Rapamycin-insensitive mTORC1 activity controls eIF4E:4E-BP1 binding [v1; ref status: indexed, http://f1000r.es/NM6hpo]
Biochemistry and McGill Cancer Centre, McGill University, Montreal, Canada
Cytokine Signalling Unit, Institut Pasteur, Paris, France
ML was a research student of the Terry Fox Foundation (Award #700029) and is currently supported by the Pasteur Foundation.
The funders had no role in study design, data collection and analysis, decision to publish, or preparation of the manuscript.

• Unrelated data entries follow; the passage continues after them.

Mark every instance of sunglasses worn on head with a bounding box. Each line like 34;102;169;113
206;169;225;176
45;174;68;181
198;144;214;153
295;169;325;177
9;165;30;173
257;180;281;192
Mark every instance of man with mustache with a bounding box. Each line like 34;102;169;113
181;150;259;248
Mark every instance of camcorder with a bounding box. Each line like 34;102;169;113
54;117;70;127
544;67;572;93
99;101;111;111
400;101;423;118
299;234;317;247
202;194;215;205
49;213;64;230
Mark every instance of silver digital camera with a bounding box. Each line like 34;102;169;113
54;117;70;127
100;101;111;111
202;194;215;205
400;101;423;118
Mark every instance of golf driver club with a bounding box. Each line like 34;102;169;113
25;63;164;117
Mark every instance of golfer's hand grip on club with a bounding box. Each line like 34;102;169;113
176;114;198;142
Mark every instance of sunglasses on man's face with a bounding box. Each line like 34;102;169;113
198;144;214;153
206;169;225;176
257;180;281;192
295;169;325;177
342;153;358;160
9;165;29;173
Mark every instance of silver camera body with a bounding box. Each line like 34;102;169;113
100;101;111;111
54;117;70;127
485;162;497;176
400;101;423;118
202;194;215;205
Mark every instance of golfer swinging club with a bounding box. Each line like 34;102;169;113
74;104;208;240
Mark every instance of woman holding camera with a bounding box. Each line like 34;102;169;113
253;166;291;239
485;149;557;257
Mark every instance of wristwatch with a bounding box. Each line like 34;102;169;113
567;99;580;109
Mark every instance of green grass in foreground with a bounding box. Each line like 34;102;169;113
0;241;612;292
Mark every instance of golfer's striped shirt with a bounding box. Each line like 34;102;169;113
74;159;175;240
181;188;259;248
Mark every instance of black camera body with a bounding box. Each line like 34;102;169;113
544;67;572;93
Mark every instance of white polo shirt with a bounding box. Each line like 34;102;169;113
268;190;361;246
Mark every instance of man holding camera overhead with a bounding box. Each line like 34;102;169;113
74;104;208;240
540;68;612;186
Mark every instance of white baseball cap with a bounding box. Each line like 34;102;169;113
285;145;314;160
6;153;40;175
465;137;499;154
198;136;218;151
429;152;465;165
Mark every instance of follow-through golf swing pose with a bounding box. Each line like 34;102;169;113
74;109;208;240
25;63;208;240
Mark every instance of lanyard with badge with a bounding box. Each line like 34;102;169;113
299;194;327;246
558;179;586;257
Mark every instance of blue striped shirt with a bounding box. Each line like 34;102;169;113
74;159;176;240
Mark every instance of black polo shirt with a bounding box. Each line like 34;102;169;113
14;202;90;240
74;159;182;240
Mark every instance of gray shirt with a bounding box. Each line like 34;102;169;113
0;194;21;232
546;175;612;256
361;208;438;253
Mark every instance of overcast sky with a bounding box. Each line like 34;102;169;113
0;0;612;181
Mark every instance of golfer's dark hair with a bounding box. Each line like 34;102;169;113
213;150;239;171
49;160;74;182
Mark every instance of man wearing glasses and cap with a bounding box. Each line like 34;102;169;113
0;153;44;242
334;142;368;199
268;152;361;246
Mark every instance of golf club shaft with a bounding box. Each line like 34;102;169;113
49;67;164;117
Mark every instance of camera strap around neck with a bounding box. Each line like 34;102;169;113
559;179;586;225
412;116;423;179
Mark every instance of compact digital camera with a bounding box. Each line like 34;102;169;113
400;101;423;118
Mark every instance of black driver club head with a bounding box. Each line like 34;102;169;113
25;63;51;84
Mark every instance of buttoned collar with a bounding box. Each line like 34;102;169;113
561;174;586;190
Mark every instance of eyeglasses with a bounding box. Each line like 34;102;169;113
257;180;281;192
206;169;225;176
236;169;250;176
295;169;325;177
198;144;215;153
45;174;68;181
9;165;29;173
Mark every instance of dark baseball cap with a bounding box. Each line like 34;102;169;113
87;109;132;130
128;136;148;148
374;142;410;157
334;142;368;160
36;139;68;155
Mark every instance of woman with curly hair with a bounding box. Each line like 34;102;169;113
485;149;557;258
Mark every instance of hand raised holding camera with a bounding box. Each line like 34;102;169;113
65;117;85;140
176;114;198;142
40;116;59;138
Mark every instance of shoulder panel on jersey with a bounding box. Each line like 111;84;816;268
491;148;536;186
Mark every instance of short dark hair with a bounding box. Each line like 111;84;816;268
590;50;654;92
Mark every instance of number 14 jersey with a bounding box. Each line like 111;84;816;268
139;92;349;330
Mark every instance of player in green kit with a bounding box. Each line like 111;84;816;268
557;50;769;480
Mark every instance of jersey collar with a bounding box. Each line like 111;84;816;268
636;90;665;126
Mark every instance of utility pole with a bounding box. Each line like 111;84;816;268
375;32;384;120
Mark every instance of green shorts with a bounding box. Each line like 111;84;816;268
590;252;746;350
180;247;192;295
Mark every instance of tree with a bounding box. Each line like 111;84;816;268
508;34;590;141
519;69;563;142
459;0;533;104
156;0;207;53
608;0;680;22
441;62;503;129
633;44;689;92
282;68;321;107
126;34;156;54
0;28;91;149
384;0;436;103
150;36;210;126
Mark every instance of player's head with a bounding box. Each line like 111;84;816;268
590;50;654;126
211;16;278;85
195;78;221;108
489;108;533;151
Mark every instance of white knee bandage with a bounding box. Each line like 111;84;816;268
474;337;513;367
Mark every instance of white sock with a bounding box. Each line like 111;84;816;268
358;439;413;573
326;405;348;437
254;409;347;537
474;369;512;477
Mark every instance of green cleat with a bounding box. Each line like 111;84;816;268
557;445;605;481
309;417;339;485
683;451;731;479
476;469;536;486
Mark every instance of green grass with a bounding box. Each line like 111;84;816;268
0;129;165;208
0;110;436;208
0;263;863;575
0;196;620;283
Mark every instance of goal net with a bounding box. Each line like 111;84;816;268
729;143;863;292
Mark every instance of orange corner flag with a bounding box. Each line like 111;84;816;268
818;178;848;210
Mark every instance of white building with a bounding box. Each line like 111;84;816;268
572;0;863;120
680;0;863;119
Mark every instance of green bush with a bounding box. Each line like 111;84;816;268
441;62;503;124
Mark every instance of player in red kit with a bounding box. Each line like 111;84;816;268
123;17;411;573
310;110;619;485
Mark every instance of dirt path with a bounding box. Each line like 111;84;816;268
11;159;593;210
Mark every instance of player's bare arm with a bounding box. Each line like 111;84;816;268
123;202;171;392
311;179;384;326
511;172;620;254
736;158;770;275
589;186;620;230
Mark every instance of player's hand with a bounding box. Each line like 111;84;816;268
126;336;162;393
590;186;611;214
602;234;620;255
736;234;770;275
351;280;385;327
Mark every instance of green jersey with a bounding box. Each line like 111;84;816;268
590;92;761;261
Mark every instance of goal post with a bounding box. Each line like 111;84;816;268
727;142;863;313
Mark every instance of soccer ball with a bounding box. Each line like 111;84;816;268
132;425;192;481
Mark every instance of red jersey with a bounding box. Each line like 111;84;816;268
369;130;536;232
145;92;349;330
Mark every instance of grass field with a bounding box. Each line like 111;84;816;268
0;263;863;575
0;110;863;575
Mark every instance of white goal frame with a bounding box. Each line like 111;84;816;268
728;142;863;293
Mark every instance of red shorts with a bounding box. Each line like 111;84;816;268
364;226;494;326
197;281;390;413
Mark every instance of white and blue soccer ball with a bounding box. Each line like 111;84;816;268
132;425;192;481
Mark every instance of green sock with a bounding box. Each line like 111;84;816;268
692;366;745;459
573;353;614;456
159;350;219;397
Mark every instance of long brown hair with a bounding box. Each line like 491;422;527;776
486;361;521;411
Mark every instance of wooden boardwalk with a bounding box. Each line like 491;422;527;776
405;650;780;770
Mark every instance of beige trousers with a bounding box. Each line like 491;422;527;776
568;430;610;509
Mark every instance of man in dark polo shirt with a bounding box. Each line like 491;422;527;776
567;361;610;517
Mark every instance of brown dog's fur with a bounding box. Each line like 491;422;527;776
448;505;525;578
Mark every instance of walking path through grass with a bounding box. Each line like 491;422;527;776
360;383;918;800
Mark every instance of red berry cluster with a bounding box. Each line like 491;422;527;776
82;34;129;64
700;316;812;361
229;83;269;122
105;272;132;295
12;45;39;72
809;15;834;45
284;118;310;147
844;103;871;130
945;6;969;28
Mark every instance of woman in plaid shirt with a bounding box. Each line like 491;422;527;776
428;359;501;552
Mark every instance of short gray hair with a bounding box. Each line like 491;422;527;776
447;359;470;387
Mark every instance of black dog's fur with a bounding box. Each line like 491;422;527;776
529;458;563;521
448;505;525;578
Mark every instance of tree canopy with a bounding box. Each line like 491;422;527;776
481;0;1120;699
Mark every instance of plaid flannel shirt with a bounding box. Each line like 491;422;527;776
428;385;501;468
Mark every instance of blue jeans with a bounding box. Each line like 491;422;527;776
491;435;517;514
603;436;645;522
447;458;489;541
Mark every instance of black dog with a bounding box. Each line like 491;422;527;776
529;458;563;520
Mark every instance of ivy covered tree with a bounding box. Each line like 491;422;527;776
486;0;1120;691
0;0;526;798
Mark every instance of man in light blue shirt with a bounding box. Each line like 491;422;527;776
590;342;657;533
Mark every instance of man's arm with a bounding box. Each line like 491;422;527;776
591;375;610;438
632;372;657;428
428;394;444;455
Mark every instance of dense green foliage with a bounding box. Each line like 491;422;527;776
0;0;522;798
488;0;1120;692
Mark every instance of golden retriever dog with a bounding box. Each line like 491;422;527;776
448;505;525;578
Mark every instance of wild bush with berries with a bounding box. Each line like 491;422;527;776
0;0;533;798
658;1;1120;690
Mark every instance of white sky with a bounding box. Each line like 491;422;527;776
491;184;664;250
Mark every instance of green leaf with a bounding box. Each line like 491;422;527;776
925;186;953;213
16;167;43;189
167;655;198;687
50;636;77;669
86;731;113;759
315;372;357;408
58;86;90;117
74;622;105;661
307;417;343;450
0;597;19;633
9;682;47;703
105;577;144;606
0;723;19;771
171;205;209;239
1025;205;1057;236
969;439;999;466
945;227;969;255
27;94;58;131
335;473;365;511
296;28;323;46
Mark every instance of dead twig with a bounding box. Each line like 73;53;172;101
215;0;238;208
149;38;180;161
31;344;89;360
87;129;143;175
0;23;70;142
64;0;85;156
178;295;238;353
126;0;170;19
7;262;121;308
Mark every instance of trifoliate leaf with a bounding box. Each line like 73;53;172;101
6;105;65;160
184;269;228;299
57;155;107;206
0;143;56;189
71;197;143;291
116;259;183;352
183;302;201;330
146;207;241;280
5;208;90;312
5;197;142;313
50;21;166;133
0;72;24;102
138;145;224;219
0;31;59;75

The mammalian target of rapamycin (mTOR) protein is an atypical Ser/Thr protein kinase named for its well-characterized inhibition by the natural product rapamycin. Rapamycin-sensitive orthologues of mTOR exist in eukaryotes from yeast to man and are required for growth and proliferation of perhaps all eukaryotic cells. As such, rapamycin has been classified as an anti-fungal agent and is clinically approved as an immunosuppressant and cancer therapy1-3. Well-characterized in vivo substrates of rapamycin-sensitive mTOR activity include the 70kDa ribosomal protein S6 kinase (S6K1) and the eukaryotic [translation] initiation factor 4E (eIF4E)-binding protein 1 (4E-BP1). The mTOR-dependent phosphorylation site on S6K1, Thr389, is required for kinase activity, explaining rapamycin’s inhibition of S6K1 activity4. 4E-BP1, on the other hand, is subject to multisite phosphorylation culminating in the release of bound eIF4E, leading to an ambiguous understanding of which phosphorylation site(s) regulate(s) eIF4E binding5.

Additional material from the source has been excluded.